We all know the story right? Frank Castle has his family killed by some underworld figures (I haven't read the comic, but I guess the origin is similar) and he goes slightly off the wall. In the movie, his family (and when I say his family, it seems EVERYONE in his family - aunts, uncles, 3rd cousins, you name it) are killed in retribution for his part in the accidental murder of John Travolta's son. So far, so Greek Tragedy all around.
So, the tone of the piece. I'm guessing serious. Heavy. Broody. That kind of genre. What I wasn't expecting was the broad knockabout comedy that occasionally punctured the movie, or the sublimely bizarre characters he has to face up to. For a start, there's a character that seems to have been lifted wholesale out of "El Mariachi". He sings Frank a song which he has written especially for him.
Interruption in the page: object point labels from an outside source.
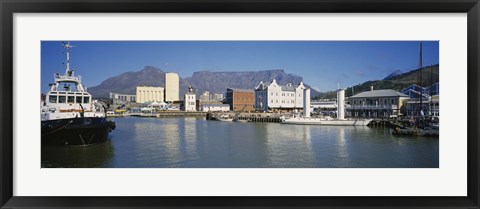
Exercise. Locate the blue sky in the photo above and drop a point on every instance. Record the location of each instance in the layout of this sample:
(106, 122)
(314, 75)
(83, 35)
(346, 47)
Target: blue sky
(322, 64)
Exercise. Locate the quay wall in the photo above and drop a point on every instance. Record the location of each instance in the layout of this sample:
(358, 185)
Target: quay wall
(252, 117)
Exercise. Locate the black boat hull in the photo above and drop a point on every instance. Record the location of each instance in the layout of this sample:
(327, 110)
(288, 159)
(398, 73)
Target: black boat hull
(76, 131)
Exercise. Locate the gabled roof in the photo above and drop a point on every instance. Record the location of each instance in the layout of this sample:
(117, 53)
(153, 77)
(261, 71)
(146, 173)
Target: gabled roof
(239, 90)
(379, 93)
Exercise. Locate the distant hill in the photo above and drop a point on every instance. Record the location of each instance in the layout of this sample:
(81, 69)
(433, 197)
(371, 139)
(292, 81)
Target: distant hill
(430, 75)
(395, 73)
(126, 83)
(214, 82)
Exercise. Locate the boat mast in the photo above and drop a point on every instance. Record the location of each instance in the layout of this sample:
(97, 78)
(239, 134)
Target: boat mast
(420, 80)
(67, 46)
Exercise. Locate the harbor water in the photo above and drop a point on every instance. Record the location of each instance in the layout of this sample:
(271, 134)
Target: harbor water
(198, 143)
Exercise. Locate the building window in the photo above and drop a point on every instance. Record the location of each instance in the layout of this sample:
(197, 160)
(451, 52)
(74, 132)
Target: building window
(62, 99)
(52, 99)
(70, 99)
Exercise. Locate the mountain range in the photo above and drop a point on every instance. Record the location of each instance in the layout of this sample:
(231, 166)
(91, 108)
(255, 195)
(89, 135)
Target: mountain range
(214, 82)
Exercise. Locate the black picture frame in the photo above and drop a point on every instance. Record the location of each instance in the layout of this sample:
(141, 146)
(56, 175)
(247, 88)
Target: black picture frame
(10, 7)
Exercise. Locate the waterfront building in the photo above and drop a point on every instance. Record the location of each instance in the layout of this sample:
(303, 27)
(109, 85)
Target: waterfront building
(149, 94)
(424, 101)
(272, 97)
(430, 106)
(376, 104)
(215, 107)
(242, 100)
(190, 101)
(122, 98)
(216, 97)
(172, 89)
(324, 105)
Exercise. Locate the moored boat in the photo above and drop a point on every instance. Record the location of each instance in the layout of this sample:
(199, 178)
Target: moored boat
(69, 116)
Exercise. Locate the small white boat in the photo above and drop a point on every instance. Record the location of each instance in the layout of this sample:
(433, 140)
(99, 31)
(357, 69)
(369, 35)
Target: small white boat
(224, 118)
(339, 121)
(325, 121)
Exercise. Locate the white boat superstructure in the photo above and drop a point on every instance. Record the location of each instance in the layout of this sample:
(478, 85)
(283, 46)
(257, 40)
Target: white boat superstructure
(339, 121)
(68, 98)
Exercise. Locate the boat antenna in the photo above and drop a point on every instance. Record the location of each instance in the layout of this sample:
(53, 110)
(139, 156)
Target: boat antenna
(67, 46)
(420, 79)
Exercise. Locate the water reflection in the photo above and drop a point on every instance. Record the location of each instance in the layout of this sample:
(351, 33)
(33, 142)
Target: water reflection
(198, 143)
(97, 155)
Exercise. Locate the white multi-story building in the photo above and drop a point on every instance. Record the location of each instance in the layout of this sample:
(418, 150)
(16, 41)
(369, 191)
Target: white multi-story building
(215, 107)
(121, 98)
(149, 94)
(172, 89)
(279, 97)
(190, 101)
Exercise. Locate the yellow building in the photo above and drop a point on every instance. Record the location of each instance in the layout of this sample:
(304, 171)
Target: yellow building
(149, 94)
(172, 83)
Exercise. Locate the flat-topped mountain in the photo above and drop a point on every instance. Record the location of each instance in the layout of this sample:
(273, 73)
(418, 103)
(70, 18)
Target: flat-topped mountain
(214, 82)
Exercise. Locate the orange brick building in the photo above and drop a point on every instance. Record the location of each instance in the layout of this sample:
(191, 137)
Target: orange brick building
(240, 100)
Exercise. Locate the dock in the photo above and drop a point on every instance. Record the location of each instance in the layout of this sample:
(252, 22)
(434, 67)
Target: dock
(415, 132)
(166, 114)
(250, 117)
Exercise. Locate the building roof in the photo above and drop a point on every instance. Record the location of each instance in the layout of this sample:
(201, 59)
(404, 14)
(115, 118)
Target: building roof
(216, 105)
(379, 93)
(287, 88)
(240, 90)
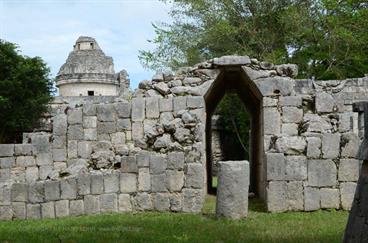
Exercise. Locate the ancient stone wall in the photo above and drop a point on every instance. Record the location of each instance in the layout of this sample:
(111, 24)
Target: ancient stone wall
(146, 150)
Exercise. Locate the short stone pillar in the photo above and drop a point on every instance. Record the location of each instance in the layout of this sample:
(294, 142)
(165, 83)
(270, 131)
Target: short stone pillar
(232, 189)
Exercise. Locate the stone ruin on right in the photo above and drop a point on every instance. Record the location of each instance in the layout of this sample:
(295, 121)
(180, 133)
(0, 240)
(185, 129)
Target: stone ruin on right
(357, 227)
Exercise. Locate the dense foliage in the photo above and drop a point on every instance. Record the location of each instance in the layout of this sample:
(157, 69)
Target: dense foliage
(25, 89)
(326, 38)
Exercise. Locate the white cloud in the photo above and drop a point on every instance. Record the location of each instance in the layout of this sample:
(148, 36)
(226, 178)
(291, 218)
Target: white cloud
(49, 28)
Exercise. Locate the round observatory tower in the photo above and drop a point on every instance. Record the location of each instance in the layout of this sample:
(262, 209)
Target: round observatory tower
(87, 71)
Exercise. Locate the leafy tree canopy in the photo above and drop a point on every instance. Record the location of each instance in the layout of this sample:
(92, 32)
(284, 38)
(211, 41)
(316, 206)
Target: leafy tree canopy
(326, 38)
(25, 90)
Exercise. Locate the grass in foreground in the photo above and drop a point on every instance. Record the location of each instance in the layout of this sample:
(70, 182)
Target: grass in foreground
(320, 226)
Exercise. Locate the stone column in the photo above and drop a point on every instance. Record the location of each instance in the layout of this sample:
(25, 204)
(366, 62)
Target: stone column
(232, 189)
(357, 227)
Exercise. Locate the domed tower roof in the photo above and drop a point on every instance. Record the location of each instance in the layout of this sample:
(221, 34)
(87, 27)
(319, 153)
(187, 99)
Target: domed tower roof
(87, 63)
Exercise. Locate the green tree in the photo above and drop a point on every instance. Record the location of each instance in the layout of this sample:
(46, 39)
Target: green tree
(25, 90)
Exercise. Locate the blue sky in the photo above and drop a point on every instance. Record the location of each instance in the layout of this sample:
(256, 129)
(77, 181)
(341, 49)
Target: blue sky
(49, 28)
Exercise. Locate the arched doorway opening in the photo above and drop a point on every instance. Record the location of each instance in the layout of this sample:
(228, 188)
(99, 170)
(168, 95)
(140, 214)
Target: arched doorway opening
(233, 80)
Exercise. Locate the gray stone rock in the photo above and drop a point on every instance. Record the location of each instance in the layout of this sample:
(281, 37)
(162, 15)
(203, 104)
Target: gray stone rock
(128, 183)
(108, 203)
(125, 204)
(19, 192)
(275, 166)
(312, 199)
(138, 109)
(349, 170)
(325, 103)
(277, 196)
(232, 189)
(291, 145)
(347, 192)
(61, 208)
(275, 86)
(161, 202)
(68, 189)
(231, 61)
(330, 145)
(330, 198)
(52, 190)
(321, 173)
(76, 207)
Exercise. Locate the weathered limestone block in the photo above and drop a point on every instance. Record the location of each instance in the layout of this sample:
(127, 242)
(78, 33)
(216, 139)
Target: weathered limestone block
(33, 211)
(272, 121)
(175, 180)
(330, 198)
(59, 125)
(68, 189)
(275, 86)
(89, 121)
(75, 116)
(330, 145)
(61, 208)
(129, 164)
(349, 170)
(36, 192)
(166, 105)
(143, 201)
(52, 190)
(128, 182)
(325, 103)
(109, 202)
(138, 109)
(158, 163)
(276, 167)
(125, 204)
(6, 213)
(295, 195)
(175, 160)
(192, 200)
(347, 192)
(290, 129)
(97, 184)
(296, 168)
(7, 162)
(84, 185)
(158, 182)
(105, 112)
(291, 101)
(292, 114)
(321, 173)
(231, 61)
(23, 149)
(314, 147)
(19, 192)
(291, 145)
(161, 202)
(111, 182)
(312, 199)
(123, 109)
(91, 204)
(76, 207)
(152, 107)
(194, 175)
(277, 196)
(232, 189)
(350, 145)
(144, 180)
(19, 210)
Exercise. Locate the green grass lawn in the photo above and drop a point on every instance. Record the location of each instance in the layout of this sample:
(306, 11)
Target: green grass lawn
(320, 226)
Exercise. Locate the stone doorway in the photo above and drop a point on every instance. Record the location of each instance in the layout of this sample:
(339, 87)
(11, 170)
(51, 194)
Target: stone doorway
(234, 81)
Now, I don't know about you, but I'm not buying the whole "writing a song for your funeral" rubbish. That's just plain odd. It just doesn't happen. It's been years since any Mexicans wrote a song for me.
Similarly, there is a scene involving The Russian, who's a walking stereotype of every single Russian sailor theme night I've ever been to (it was the one time, I was very drunk, and Vladimir was a true gentlemen). He is right out of a Cold War Bond movie, and is completely out of place. The whole fight, which is quite brutal, is played as knockabout comedy, with opera going on in the background.
Just when you think you've got the tone down, it shifts. There's a rather unpleasant scene involving Paxton who tortures one of the comedy sidekicks. This scene lingers on as if the director kinda enjoys filming a bit of broad sado-masochism. The whole movie is dichotic. I suppose the closest analogy would be if Batman Begins had scenes from the 1960s Burt Ward Batman and Mel Gibson's Payback spliced into it.
In many other ways, it is similar to the overblown action movies of the eighties. Bullets are fired and rarely hit anything (some scenes are reminiscent of the A-Team when people simply fail to die) and there are explosions a-plenty. But it's just all wrong. It's not helped by Travolta chewing the scenery like a pup with an old slipper. His performance is so over-the-top he'd put Robin Williams in the shade. And that's Mork Williams, not One Hour Photo Williams.
How to do a Punisher movie right:
Don't set it in Sunny Tampa, Florida. Set it in rainy, dark New York. That way, it'll look better when he blows the bad guys away.
Keep Thomas Jane. He worked with what little he had to produce something interesting.
Don't do knockabout comedy, witty banter, or chatty sidekicks. It doesn't work with the character.
Hire someone who knows how to write a script, and someone who can direct.
4 steps. You wouldn't think it was that hard. Obviously, it was.